Many years ago, Finns buried the deceased in a wooden box and believed it to be the deceased person’s home.
Quite often, the box was made by the deceased him / herself and was used for storage before their death.
Whilst relatives of the deceased remembered and worshipped their dead loved ones, as well as asking advice and guidance from them, they had a fear of the deceased in case they returned to the living world in some form.
The catholic religion that became present in Finland did not change traditions much.
Personal belongings were buried with the deceased, including jewellery and personal tools until the early 20th century.
During the 19th century, the deceased were buried in long shirts with sleeves and until the churches’ foundations became overcrowded in the 18th century, the deceased were buried under the floors of churches. It was then that it became banned to bury the deceased under the floors. Now they are buried around the church.
Funerals in Finland these days are non-indulgent.
Mourners historically brought their own food to the house they visited to support grieving families and due to the distance, they often stayed overnight.
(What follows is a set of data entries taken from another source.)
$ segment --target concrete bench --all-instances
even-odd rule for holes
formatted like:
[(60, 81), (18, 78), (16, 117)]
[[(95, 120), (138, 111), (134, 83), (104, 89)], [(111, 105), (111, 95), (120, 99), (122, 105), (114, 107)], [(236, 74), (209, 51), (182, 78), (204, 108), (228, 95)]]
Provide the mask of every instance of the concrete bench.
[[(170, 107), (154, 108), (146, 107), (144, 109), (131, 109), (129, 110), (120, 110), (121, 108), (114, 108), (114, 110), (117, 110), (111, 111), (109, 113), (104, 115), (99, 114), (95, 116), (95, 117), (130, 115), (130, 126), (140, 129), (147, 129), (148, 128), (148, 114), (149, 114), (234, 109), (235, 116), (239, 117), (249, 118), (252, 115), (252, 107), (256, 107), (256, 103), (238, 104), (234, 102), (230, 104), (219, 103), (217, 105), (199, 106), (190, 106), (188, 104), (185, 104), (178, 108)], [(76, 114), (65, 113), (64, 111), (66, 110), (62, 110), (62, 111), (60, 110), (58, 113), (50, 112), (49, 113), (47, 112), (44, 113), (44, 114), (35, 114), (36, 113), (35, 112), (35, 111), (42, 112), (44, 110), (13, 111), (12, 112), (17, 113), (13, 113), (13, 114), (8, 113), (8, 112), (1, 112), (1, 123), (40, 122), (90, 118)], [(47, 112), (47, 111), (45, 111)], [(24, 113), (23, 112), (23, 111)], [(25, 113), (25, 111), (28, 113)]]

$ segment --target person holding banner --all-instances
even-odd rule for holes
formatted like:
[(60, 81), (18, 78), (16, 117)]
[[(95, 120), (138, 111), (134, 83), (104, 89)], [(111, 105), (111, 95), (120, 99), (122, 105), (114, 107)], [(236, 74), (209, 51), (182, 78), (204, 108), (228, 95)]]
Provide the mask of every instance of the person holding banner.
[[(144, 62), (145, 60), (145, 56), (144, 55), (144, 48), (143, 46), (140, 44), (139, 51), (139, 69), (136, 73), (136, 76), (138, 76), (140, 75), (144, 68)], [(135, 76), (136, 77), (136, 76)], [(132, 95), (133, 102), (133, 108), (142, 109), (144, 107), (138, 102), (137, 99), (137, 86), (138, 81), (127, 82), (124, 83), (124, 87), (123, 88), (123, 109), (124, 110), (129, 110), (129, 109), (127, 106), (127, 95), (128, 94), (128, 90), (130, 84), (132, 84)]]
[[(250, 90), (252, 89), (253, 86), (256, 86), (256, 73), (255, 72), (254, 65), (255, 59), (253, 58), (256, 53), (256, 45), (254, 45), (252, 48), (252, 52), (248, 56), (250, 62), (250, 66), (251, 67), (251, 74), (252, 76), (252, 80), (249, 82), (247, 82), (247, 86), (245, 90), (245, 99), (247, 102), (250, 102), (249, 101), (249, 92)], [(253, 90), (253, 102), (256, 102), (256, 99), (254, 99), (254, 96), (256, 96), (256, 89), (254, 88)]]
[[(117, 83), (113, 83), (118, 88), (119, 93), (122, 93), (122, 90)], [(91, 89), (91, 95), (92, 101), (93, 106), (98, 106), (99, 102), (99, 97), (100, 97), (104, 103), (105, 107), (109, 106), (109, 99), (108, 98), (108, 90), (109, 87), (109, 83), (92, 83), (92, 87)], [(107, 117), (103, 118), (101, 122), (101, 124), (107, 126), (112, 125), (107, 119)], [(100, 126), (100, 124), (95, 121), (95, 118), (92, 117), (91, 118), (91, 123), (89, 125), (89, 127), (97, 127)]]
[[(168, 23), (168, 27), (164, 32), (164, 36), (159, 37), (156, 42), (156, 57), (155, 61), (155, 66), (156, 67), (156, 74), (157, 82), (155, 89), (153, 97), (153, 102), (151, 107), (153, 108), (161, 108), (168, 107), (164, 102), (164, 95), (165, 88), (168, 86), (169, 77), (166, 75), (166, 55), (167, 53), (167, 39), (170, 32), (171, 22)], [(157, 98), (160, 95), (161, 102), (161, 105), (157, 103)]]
These days sees food and drink being served by the household.
Funerals are arranged within 3 weeks of death and the deceased is put in their coffin at the place of death and taken to the morgue.
When the funeral takes place, the family of the deceased follow the coffin in their own cars forming the funeral procession.
The coffin in the chapel will be approached by the closest person to the deceased will lay flowers next to the left of the coffin symbolising them being closest to the deceased’s heart.
The significance of flowers continues as many more add flowers around the coffin and may include symbols of the deceased’s place of birth or favourite colours.
After about 30-40 minutes, the funeral service will end and the coffin is carried out by the six closest men of the deceased with the feet first.
Close relatives of the deceased still often wear black for the first 40 days of their loved one’s death, refrain from wearing elaborate jewellery or attend celebratory parties.
The grieving family will send thank you letters to anyone that participated or supported in the funeral or mourning period.